The last few years of economic difficulty have lead to reduced spending and a lack of disposable income for many individuals and corporates, and charities across the country relying on the generosity of the general public and help from businesses continue to have concern and are deeply affected.
Figures from the NCVO (National Council for Voluntary Donations) show that 8% of donors give half of all donations, and the Budget 2012 introduced a £50,000 cap on personal tax relief, which could signal a reduction in donations from these donors going forward.
The voluntary sector is seeing rising costs and a drop in income at a time when their services are most needed, and must ensure that they take measures to review their operations, in order to reduce risk and protect their valuable assets. This is particularly important in a time when services previously provided by the government will be expected to be provided by charities in the future.

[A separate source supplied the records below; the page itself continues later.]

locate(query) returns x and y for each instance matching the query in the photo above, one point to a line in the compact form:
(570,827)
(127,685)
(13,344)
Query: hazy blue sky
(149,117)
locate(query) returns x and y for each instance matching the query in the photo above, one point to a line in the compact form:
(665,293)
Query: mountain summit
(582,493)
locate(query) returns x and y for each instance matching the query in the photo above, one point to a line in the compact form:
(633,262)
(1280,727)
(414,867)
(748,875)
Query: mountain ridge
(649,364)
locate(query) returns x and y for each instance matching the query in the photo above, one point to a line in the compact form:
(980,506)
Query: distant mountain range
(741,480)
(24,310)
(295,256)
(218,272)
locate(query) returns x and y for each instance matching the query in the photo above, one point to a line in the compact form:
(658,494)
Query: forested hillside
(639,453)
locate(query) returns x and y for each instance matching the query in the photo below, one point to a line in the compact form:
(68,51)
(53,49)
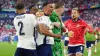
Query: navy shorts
(75,49)
(89,44)
(66,42)
(25,52)
(44,50)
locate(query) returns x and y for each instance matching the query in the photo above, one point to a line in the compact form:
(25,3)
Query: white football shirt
(24,25)
(40,39)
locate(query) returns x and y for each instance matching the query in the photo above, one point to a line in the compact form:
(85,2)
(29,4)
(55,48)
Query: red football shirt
(78,28)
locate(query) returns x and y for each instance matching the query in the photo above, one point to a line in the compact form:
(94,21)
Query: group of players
(40,33)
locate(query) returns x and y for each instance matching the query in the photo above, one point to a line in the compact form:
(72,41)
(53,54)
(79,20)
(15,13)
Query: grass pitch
(7,49)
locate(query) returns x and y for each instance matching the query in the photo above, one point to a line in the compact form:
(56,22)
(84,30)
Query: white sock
(65,52)
(95,49)
(89,52)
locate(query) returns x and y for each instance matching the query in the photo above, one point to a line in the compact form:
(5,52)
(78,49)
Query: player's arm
(44,30)
(88,28)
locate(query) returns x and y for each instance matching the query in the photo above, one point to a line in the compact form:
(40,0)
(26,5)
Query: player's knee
(79,54)
(71,54)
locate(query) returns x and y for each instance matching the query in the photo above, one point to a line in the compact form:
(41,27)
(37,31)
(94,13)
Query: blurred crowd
(77,3)
(92,17)
(6,28)
(67,3)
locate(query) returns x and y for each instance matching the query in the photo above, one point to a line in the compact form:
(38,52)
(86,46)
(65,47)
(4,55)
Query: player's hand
(70,34)
(57,24)
(87,29)
(58,35)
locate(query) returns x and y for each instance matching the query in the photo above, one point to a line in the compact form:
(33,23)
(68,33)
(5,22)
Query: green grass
(7,49)
(93,54)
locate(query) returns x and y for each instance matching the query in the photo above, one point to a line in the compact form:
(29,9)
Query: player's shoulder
(83,21)
(69,20)
(44,17)
(30,15)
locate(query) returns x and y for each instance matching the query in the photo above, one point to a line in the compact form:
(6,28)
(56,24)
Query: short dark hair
(46,3)
(58,5)
(77,9)
(33,6)
(20,6)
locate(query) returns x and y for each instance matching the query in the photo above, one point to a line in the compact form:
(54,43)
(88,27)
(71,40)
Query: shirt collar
(76,20)
(21,14)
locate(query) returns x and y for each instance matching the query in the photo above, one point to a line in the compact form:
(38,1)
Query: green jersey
(90,37)
(55,18)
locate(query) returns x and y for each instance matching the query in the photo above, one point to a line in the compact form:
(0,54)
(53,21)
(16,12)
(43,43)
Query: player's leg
(44,50)
(57,49)
(79,50)
(19,52)
(65,47)
(95,49)
(28,52)
(88,46)
(71,51)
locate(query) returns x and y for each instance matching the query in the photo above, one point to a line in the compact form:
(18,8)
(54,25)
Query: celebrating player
(45,36)
(76,28)
(24,25)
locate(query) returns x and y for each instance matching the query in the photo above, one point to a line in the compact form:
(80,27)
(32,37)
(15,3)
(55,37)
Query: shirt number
(20,24)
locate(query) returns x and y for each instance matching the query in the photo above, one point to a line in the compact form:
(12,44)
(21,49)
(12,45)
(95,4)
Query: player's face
(34,10)
(49,9)
(61,9)
(75,14)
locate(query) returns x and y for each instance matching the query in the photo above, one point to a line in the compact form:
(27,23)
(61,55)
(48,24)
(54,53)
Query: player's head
(33,9)
(75,13)
(20,8)
(47,8)
(59,7)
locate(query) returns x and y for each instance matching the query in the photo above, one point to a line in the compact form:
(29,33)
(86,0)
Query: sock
(89,52)
(95,50)
(65,51)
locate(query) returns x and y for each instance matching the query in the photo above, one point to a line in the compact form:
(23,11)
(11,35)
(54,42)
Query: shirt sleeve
(43,20)
(87,26)
(33,19)
(66,24)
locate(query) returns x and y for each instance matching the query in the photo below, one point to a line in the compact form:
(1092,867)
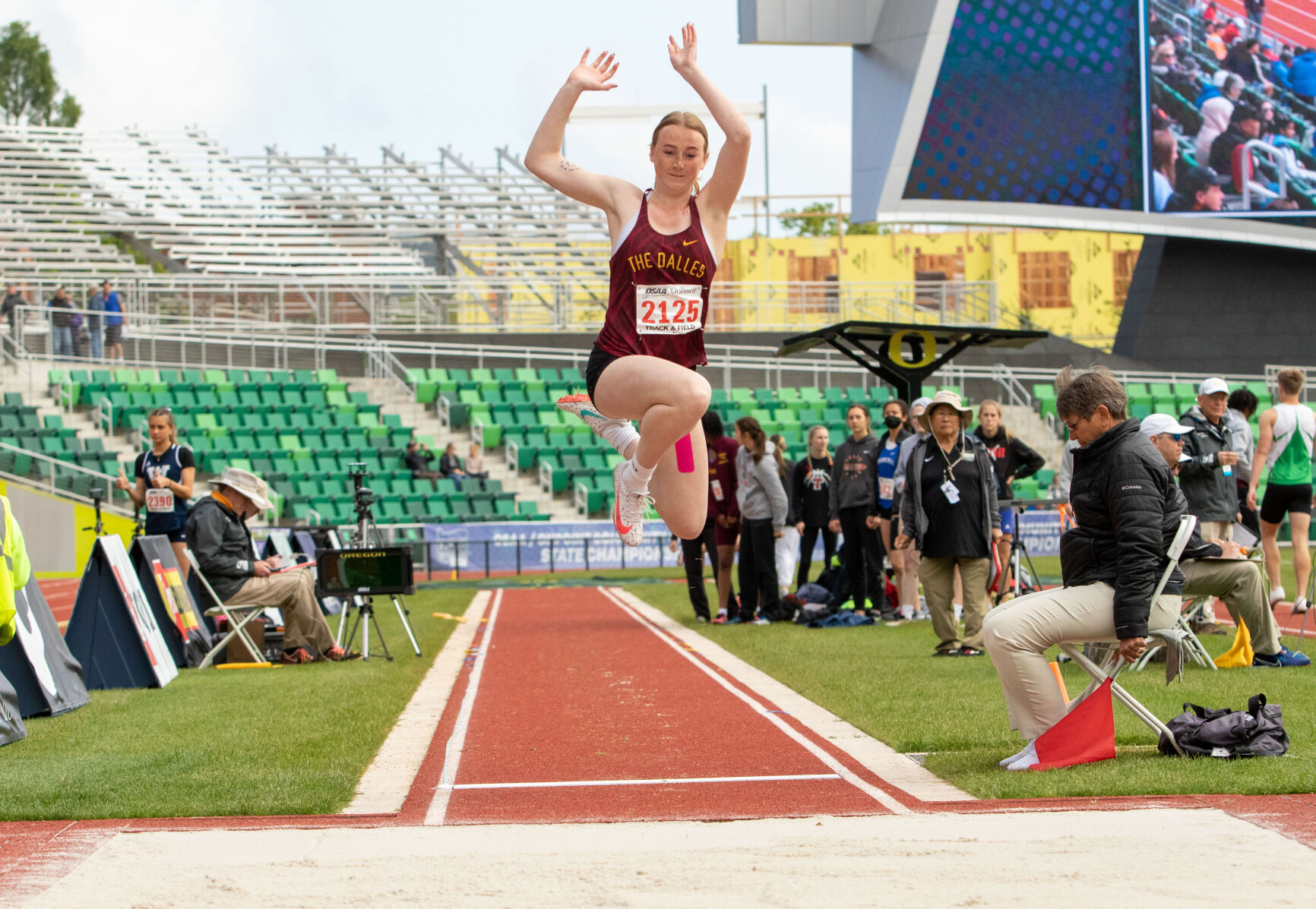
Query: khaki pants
(294,592)
(1017,634)
(1238,584)
(938,585)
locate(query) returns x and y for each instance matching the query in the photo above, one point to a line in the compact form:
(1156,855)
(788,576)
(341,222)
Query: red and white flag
(1086,734)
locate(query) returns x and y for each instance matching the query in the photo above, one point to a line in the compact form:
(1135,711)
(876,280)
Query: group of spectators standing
(1127,508)
(1222,162)
(93,330)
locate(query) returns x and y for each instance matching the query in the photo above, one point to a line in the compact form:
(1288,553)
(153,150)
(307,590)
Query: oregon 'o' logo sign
(895,349)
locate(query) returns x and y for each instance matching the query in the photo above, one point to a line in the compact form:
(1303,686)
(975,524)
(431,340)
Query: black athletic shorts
(599,361)
(1281,500)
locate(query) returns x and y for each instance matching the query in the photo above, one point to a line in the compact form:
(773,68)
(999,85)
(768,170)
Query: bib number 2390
(669,308)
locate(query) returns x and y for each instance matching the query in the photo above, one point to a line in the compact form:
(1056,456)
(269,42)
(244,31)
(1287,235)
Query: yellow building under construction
(1071,283)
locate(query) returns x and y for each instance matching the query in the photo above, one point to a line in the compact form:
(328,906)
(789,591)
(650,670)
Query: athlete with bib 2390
(666,244)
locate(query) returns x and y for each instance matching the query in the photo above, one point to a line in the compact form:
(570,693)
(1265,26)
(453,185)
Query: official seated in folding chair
(219,537)
(1217,569)
(1127,510)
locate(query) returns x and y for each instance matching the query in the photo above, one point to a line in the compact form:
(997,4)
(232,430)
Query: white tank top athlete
(1290,458)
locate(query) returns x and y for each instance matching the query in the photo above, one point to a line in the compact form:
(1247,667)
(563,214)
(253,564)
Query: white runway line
(666,781)
(845,772)
(884,761)
(384,784)
(437,812)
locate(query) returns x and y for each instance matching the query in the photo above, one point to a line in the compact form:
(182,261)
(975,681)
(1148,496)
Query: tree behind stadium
(28,86)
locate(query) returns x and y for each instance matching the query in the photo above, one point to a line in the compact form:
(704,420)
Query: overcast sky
(476,75)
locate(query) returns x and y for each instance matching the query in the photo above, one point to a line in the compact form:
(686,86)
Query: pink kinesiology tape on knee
(685,454)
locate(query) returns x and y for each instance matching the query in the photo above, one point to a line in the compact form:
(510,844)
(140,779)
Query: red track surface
(577,688)
(1291,20)
(59,594)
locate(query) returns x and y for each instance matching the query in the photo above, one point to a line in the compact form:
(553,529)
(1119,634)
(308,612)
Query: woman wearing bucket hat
(217,533)
(949,512)
(852,500)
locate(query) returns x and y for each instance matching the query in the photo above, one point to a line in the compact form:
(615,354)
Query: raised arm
(717,196)
(544,158)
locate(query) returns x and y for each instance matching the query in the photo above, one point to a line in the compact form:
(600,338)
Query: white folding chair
(1172,639)
(236,614)
(1191,642)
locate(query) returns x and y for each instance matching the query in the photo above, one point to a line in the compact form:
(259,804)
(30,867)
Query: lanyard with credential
(951,467)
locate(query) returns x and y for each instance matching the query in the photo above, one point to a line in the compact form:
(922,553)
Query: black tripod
(98,496)
(1019,555)
(368,535)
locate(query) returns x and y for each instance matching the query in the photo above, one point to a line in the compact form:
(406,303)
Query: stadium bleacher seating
(299,429)
(1188,118)
(186,204)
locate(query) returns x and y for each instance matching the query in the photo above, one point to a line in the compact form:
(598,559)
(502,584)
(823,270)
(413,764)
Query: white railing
(52,470)
(1276,161)
(381,363)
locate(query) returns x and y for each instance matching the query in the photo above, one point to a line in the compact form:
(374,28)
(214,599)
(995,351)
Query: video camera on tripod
(366,569)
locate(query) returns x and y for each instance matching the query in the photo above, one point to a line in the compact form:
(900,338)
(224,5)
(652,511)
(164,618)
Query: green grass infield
(293,740)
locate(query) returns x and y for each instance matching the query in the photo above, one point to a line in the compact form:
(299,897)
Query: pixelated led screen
(1080,102)
(1037,102)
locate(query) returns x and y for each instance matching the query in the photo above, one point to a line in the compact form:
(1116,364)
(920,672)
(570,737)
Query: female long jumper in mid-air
(666,244)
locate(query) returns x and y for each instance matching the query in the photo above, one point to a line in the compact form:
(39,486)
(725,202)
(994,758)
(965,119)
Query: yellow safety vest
(14,570)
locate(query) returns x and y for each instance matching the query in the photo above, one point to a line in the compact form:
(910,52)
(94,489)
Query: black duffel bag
(1206,733)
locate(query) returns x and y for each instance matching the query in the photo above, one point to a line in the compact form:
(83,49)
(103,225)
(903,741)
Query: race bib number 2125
(669,308)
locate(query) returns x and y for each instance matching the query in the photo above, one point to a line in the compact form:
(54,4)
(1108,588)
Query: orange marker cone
(1060,679)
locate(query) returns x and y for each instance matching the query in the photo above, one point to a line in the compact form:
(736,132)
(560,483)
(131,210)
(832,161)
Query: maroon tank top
(658,294)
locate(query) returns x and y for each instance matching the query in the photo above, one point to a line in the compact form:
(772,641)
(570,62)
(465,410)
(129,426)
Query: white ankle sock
(620,434)
(1027,758)
(1015,756)
(637,476)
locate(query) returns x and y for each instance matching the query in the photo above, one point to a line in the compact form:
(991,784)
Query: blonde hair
(682,118)
(167,415)
(994,402)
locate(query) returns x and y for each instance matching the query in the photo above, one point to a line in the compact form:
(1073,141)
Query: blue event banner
(561,545)
(1040,532)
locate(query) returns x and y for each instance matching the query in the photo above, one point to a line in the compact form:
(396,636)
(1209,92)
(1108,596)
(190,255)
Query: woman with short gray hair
(1127,513)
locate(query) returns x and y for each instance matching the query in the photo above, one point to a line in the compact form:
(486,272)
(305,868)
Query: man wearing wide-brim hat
(949,513)
(219,538)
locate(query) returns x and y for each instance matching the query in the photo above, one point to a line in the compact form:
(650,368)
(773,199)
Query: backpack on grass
(1206,733)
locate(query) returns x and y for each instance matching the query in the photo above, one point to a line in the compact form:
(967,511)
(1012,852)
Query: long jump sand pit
(1143,857)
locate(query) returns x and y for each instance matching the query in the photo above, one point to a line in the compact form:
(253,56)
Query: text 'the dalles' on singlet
(658,292)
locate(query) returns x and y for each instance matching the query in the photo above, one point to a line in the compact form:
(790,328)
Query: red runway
(586,712)
(573,707)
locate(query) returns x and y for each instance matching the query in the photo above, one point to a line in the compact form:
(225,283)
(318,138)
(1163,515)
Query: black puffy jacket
(1128,512)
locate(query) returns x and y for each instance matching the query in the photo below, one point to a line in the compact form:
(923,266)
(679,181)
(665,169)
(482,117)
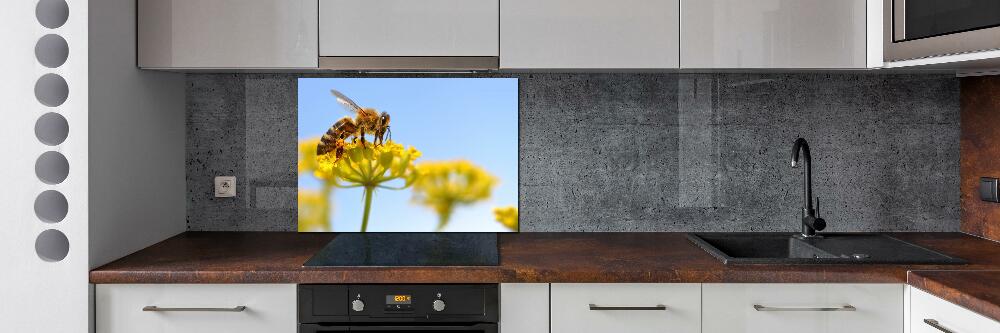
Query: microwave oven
(915,29)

Wilkins Kennedy recently teamed up with the IoD to offer a marketing focused Charities Conference providing support and advice to charity CEOs, trustees and financial directors. A variety of marketing tools and innovative financial ideas were discussed to assist the charities in remaining competitive and to survive and prosper through a recession.
The half-day event at Leeds Castle received positive feedback – it allowed the sharing of fundraising and operative ideas among 70 voluntary sector attendees and I shared my presentation “Using your accounts as a marketing tool”. Too many charities see their annual financial statements as a dreary statutory document rather than an effective marketing tool – which they can be if they are prepared in an appropriate format.
How has the recession impacted your charity, or your charitable donations? How do you give to charity?